Profiles

Alumnus wins fellowship to work at state capital

When Anthony DiMartino got to University of Redlands, he wanted to be a football player. By the time he left, he resolved to spend his life helping others.

Now, DiMartino works in Sacramento for state Assemblywoman Shirley Weber as part of Cal State Sacramento’s Capital Fellows Program, which gives college graduates a nearly year-long full-time position in the capital building.

DiMartino had never imagined himself working in government until he walked into the Community Service Learning Office at Redlands. He spent three years there helping to run CHAMPS, a program that connects high school students with college-going mentors.

“(The Community Service Learning Office) quickly became my home,” he said. “It was a life-changing opportunity for me.”

In 2011, after earning his bachelor’s degree in psychology from Redlands, he went to UCLA for his master’s degree in social work. While studying at UCLA, he encountered an idea that put him on the path to politics.

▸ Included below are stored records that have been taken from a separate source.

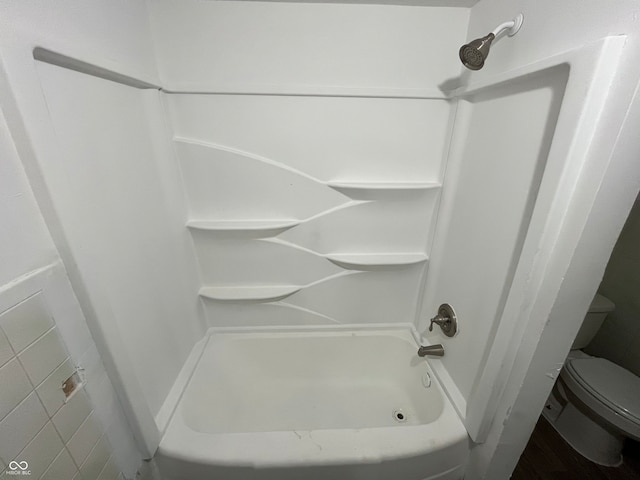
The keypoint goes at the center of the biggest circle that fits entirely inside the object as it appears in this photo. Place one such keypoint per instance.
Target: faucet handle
(446, 319)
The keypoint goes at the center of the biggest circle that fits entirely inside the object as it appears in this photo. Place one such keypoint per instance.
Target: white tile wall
(43, 356)
(61, 439)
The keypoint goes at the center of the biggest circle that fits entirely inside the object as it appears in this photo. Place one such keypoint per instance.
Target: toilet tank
(598, 311)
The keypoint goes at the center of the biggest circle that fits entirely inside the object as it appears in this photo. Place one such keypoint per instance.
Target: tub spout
(435, 350)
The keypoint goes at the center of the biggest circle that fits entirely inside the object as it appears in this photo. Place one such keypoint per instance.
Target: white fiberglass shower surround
(261, 205)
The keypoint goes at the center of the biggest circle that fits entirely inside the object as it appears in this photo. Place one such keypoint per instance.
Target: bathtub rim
(448, 388)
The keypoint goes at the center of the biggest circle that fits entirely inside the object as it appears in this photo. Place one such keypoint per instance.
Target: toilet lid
(610, 383)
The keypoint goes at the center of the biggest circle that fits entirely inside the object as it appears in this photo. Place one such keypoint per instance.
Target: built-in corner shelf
(242, 225)
(358, 261)
(256, 293)
(344, 185)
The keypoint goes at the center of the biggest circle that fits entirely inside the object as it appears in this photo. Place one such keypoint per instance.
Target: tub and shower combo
(268, 315)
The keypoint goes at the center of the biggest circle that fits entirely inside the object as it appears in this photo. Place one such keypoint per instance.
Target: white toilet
(600, 400)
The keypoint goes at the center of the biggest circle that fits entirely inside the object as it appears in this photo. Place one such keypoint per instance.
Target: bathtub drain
(399, 416)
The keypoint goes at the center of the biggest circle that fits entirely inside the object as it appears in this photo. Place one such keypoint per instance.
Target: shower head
(473, 54)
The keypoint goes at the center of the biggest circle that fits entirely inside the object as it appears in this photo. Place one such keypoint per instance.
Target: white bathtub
(313, 405)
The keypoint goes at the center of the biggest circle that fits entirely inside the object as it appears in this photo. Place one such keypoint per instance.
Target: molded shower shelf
(359, 260)
(261, 293)
(242, 225)
(386, 186)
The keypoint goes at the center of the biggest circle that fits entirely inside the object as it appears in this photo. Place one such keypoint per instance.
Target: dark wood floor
(549, 457)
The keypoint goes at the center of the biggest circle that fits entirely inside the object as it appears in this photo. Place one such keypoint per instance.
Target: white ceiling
(421, 3)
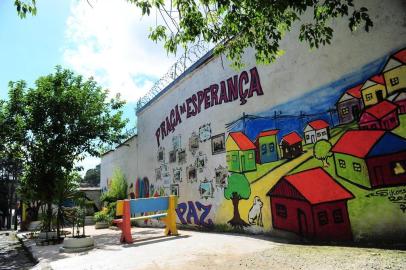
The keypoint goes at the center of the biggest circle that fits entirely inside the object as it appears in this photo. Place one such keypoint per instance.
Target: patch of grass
(263, 169)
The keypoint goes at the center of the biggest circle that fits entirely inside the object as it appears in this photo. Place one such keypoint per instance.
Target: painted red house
(350, 105)
(312, 204)
(291, 145)
(371, 158)
(399, 98)
(316, 130)
(383, 115)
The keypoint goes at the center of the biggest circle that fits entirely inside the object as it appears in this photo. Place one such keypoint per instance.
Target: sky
(105, 39)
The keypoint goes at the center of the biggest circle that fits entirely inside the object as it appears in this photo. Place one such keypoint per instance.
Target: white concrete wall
(298, 73)
(123, 157)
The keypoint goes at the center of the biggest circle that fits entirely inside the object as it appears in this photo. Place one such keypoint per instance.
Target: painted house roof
(369, 143)
(400, 56)
(242, 141)
(377, 79)
(316, 186)
(268, 133)
(397, 96)
(292, 138)
(381, 109)
(355, 91)
(318, 124)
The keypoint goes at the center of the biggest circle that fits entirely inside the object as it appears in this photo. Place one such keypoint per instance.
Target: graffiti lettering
(191, 213)
(232, 89)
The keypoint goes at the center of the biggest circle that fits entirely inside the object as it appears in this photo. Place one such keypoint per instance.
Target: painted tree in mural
(322, 151)
(238, 188)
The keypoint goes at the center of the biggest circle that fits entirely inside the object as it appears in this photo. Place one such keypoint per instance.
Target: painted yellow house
(240, 153)
(394, 72)
(373, 90)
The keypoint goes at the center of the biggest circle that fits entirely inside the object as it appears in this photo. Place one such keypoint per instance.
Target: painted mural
(329, 165)
(335, 172)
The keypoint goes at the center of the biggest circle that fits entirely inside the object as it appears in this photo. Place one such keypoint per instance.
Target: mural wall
(313, 145)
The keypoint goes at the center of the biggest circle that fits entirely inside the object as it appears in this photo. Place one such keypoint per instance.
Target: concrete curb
(27, 245)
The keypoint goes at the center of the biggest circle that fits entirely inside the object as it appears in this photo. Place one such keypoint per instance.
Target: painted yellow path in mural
(260, 188)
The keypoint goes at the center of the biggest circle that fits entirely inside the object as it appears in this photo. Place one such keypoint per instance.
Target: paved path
(209, 251)
(12, 255)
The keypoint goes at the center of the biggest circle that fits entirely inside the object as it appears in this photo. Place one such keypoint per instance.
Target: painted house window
(271, 147)
(338, 216)
(323, 218)
(398, 167)
(263, 149)
(356, 166)
(394, 81)
(341, 163)
(281, 210)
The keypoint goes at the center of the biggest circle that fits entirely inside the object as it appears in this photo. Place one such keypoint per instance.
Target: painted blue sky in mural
(295, 114)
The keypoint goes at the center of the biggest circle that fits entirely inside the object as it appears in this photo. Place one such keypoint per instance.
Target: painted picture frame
(206, 189)
(205, 132)
(191, 174)
(161, 154)
(218, 144)
(158, 174)
(175, 189)
(193, 143)
(182, 156)
(221, 174)
(176, 142)
(172, 156)
(177, 175)
(201, 161)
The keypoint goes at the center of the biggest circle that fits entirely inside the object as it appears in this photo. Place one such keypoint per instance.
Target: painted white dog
(255, 213)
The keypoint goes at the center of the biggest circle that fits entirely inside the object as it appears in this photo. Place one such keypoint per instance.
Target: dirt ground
(306, 257)
(212, 251)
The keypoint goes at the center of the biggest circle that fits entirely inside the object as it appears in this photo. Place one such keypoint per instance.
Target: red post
(126, 225)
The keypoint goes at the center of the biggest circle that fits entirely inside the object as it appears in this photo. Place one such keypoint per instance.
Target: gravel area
(12, 254)
(211, 251)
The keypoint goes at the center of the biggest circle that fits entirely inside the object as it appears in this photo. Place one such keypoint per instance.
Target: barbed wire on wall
(191, 55)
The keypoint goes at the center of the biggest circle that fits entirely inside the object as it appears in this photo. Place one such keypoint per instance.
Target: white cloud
(109, 41)
(88, 163)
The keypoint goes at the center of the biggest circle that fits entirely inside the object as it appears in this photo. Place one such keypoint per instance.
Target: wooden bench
(129, 208)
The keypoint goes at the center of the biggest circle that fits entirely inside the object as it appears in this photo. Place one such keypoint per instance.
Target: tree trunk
(49, 216)
(236, 221)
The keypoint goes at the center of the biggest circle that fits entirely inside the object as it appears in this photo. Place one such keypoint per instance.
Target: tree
(322, 151)
(92, 177)
(63, 118)
(235, 25)
(238, 188)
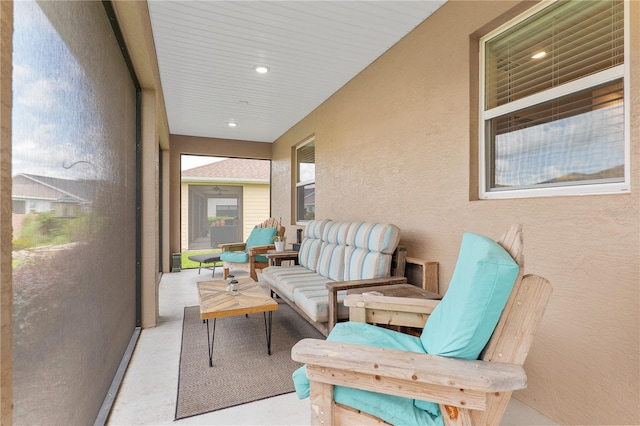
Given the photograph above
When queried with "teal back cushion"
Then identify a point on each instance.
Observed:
(462, 323)
(258, 237)
(261, 237)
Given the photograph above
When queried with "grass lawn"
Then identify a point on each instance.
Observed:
(189, 264)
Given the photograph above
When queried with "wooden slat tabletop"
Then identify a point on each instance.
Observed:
(216, 302)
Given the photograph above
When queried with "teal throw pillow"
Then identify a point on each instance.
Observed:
(462, 323)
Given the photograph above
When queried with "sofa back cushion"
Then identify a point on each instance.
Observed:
(369, 250)
(376, 237)
(331, 261)
(362, 264)
(462, 323)
(311, 244)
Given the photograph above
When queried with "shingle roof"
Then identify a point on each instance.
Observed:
(236, 168)
(82, 190)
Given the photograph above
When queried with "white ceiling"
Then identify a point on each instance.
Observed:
(207, 51)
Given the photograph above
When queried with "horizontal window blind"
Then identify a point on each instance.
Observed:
(572, 39)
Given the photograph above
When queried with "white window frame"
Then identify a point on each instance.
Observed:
(609, 75)
(300, 183)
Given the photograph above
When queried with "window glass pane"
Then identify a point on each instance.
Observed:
(562, 43)
(306, 196)
(573, 139)
(306, 162)
(74, 188)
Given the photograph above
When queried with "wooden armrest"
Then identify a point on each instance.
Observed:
(451, 381)
(260, 249)
(430, 275)
(388, 303)
(334, 287)
(372, 282)
(233, 246)
(388, 310)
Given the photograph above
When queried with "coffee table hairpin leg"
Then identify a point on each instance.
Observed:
(210, 338)
(267, 329)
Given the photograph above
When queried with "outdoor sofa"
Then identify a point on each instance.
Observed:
(334, 257)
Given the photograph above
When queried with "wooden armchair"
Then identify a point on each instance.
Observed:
(467, 391)
(248, 255)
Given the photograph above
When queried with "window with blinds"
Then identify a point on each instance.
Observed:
(553, 102)
(306, 181)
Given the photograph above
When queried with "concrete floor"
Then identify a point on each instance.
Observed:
(148, 393)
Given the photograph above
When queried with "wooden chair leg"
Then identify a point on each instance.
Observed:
(321, 400)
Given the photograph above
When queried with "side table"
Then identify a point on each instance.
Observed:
(402, 305)
(276, 257)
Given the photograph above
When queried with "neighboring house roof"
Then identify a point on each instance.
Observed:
(48, 188)
(232, 168)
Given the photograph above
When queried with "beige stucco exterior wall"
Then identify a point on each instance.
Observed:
(397, 144)
(6, 289)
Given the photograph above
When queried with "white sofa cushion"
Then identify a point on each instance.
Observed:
(311, 244)
(362, 264)
(313, 301)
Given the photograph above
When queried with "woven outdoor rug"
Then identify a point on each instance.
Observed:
(242, 371)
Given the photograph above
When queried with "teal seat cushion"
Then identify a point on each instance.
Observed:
(258, 237)
(235, 256)
(261, 237)
(392, 409)
(462, 323)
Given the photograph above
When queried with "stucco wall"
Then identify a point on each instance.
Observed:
(397, 144)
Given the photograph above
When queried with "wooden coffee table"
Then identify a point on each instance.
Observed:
(217, 302)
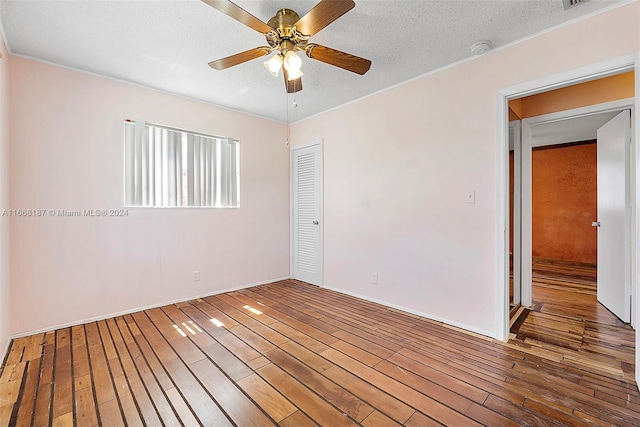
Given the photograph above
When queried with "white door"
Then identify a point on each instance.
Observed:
(614, 287)
(307, 214)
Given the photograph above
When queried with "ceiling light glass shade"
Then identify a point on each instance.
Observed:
(292, 61)
(274, 65)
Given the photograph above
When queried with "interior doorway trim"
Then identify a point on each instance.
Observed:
(529, 141)
(314, 275)
(544, 84)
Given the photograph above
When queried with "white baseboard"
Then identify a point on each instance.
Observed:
(135, 310)
(418, 313)
(5, 353)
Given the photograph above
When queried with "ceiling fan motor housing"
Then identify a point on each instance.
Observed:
(284, 23)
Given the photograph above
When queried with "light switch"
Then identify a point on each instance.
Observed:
(471, 196)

He was in Sacramento for Lobby Day, a social workers advocacy event, when he heard a speaker say that social workers should take political action because of how legislation affects their mission.

“That really resonated with me,” DiMartino said. “From that moment on, I decided that I would act locally while doing what I could to get to the state level.”

After that event, he took an internship at Long Beach City Hall. This turned into a part-time job for about two years. Then, in 2015, he was one of 64 students among the 1,200–1,400 that apply annually to win the Capital Fellowship.

Now he spends his days in the assemblywoman’s office serving the public, a dream that began to form during his many conversations with Tony Mueller, the director of the Community Service Learning Office at Redlands.

“We talked about policy in the surrounding area… it wasn’t anything specific, but just that he had the trust to engage with me (was important),” DiMartino said.

The financial assistance he received at Redlands was also a big factor in putting him on this path, he said.

DiMartino’s dad was working in facilities maintenance at Cal State San Marcos and his mom was a clerk for a local school district, so though his parents pushed him to go to college—he was the first in his family to do so—he wasn’t sure how he would pay for it.

Then he received the Cal Grant and a president’s scholarship award which allowed him to enroll at Redlands.

“Without that help, I don’t think I’d have the opportunity that I have today to pay the favor forward,” he said.